Carroll County Emergency Responder's Letter to Editor on Heroin and Prescription Drug Problem
A candidate forum was held by the League of Women Voters. At the forum, I raised the significant 263% increase in drug overdose deaths in Carroll as a major issue I wanted to aggressively address, and noted that the last year-end numbers from the Department of Health and Mental Hygiene showed Carroll County had more heroin deaths than Frederick or Howard counties, and more prescription opiad deaths than Prince George's County. I also noted that our Carroll County Health Department stated we have an "epidemic" right now. My opponent said we do not have a heroin epidemic, and that our major issue is marijuana. I strongly disagreed, and contend this shows why after 20 years their is a need for new leadership in combating the drug abuse issue.
Our police, who have endorsed me for State's Attorney, and our emergency responders know the severity of the heroin and prescription drug issue that we face. Thank you to Mr. Cox for publicly recognizing this fact in his letter to the editor.
Letter: Address county's heroin problem
Carroll County Times
By W. Rodney Cox
I recently watched the debate between State’s Attorney candidates Jerry Barnes and Brian DeLeonardo and, after hearing Barnes’ closing statement that a top law enforcement official stated to a health department official that there is no heroin epidemic in Carroll County, it doesn’t exist, and Carroll’s major drug problem is and always has been marijuana, I was stunned.
When I first joined the volunteer fire department 35 years ago you could count on one hand the overdose calls we responded to. Now, you need both hands and feet to county the calls we respond to in a week.
While in the waiting room at Carroll Hospital Center recently, I heard a boy that could have been no more than 15 years old look at his father and exclaim “but I really need my fix daddy,” and his father said “you’ll get it.”
Go into Sheetz on any given night in Westminster and you’ll never see so many people who go in there stoned. I don’t know where Barnes has been in the last few years, but this nation is experiencing an epidemic of heroin use that’s been the worst there’s ever been. Some jurisdictions are allowing police officers to carry Narcan in a spray to administer to overdose patients.

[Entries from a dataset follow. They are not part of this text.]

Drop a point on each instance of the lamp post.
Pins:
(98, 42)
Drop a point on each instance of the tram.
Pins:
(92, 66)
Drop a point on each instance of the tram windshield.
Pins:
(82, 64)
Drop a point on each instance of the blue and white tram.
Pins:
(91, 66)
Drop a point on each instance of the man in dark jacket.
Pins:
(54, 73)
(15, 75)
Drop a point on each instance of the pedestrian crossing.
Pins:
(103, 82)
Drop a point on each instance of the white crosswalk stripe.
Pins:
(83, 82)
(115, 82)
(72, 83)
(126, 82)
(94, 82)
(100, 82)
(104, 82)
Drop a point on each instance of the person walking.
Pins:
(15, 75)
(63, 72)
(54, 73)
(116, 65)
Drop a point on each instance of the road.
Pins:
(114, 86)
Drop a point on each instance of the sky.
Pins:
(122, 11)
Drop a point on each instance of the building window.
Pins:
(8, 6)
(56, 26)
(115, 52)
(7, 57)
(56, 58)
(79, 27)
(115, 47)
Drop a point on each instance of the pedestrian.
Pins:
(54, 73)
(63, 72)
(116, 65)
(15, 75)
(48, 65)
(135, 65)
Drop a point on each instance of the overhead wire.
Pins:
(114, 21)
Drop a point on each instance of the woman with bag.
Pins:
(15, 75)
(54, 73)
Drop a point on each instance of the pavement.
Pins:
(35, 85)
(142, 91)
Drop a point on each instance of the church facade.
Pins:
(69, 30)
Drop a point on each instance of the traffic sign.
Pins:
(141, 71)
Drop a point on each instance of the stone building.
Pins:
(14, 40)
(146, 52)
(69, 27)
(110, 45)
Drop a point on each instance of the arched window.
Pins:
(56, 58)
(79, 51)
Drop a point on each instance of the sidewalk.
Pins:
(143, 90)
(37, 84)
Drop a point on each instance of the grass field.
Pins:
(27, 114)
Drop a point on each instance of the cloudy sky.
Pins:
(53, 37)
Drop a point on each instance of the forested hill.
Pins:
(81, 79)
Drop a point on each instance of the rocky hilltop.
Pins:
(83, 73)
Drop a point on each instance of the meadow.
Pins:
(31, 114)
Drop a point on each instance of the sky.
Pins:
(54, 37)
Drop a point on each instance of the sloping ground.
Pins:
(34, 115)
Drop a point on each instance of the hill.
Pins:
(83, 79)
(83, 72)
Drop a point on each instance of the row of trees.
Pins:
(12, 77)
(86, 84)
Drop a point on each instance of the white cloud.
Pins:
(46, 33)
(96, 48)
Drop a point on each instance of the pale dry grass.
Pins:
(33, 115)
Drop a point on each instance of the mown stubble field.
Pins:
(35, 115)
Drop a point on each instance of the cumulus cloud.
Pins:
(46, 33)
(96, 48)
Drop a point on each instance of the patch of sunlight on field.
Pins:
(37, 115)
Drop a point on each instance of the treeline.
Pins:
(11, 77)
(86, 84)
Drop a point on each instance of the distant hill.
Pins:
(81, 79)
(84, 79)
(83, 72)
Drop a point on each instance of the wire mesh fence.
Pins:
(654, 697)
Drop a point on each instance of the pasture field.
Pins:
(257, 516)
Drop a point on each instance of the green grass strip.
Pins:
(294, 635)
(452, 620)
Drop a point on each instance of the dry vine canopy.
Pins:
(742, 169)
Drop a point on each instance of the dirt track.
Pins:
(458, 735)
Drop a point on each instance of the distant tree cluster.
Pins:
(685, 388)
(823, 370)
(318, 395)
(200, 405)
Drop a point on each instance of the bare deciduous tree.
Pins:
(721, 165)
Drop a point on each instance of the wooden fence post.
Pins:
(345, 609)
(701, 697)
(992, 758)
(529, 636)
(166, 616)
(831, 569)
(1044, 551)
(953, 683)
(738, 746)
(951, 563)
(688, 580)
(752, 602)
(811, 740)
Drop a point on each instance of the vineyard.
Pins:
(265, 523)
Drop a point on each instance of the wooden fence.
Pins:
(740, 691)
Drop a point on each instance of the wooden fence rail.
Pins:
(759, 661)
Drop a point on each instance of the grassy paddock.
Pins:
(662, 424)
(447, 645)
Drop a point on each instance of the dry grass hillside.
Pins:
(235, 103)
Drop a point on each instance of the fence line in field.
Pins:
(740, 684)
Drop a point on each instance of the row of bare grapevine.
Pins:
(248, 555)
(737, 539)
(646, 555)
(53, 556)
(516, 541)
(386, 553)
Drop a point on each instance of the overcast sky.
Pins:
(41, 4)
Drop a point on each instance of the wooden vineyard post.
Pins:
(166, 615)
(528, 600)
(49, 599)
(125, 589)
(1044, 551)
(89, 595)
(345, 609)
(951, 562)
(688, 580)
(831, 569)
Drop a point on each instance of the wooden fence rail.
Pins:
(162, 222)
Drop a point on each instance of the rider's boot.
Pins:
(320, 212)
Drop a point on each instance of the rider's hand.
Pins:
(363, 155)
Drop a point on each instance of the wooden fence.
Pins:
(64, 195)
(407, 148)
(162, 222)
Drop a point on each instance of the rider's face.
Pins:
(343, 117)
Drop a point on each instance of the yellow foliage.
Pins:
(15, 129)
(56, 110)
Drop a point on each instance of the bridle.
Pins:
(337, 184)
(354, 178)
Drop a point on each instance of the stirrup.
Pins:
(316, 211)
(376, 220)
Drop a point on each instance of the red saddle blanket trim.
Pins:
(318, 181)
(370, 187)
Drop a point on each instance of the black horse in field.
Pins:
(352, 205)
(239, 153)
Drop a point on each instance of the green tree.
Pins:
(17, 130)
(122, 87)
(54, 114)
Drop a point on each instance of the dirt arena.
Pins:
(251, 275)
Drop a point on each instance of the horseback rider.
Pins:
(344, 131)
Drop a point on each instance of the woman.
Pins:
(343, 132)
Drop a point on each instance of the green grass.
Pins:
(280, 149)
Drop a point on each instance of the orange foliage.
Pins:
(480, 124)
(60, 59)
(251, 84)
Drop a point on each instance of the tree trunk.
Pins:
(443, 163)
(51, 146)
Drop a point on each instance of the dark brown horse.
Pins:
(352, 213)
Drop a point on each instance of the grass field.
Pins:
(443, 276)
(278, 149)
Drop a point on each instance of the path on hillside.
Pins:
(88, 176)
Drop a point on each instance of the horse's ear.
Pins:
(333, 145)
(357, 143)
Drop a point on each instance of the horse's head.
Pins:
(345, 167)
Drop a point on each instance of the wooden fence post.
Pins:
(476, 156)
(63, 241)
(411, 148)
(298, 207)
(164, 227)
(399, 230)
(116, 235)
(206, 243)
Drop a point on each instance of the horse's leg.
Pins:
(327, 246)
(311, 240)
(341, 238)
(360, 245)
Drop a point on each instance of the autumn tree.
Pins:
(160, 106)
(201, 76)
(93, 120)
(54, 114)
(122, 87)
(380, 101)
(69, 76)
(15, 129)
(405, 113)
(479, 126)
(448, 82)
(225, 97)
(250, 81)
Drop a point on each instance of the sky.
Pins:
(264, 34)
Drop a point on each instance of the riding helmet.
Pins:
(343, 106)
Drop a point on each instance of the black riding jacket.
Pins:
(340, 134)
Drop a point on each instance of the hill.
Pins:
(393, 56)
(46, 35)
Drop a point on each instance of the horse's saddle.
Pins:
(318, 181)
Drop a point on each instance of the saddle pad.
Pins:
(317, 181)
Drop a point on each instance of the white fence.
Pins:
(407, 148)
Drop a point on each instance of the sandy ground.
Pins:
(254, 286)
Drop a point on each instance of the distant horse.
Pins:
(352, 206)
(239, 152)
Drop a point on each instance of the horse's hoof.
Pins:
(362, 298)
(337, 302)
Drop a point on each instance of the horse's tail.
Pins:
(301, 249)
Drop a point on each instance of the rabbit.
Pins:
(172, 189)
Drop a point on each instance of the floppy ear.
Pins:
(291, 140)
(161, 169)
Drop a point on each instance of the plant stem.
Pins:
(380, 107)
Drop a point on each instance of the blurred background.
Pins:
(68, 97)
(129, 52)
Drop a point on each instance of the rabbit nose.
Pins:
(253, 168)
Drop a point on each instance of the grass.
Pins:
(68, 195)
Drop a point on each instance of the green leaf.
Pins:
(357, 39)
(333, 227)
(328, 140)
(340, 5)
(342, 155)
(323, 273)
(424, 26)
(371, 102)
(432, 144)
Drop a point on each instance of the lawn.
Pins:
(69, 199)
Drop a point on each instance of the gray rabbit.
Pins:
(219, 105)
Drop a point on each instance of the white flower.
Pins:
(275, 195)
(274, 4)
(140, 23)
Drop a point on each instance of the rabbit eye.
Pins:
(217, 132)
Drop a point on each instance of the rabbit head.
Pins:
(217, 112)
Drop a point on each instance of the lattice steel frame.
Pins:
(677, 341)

I’ve seen a Ceasar report that the governor of Massachusetts has declared a state of emergency in response to heroin use, and with officials like Martin O’Malley, Anthony brown and now Barnes, it is no wonder Carroll County may be the safest county in Maryland. But it won’t be if we deny there’s a problem.
I urge every citizen, police officer and EMS provider and medical professional, if you are tired of treating heroin addicts, if you want our children to be safe from the corner pushers, if you are tired of seeing our homes and property broken into, on June 24 join me in voting for DeLeonardo as our next State’s Attorney.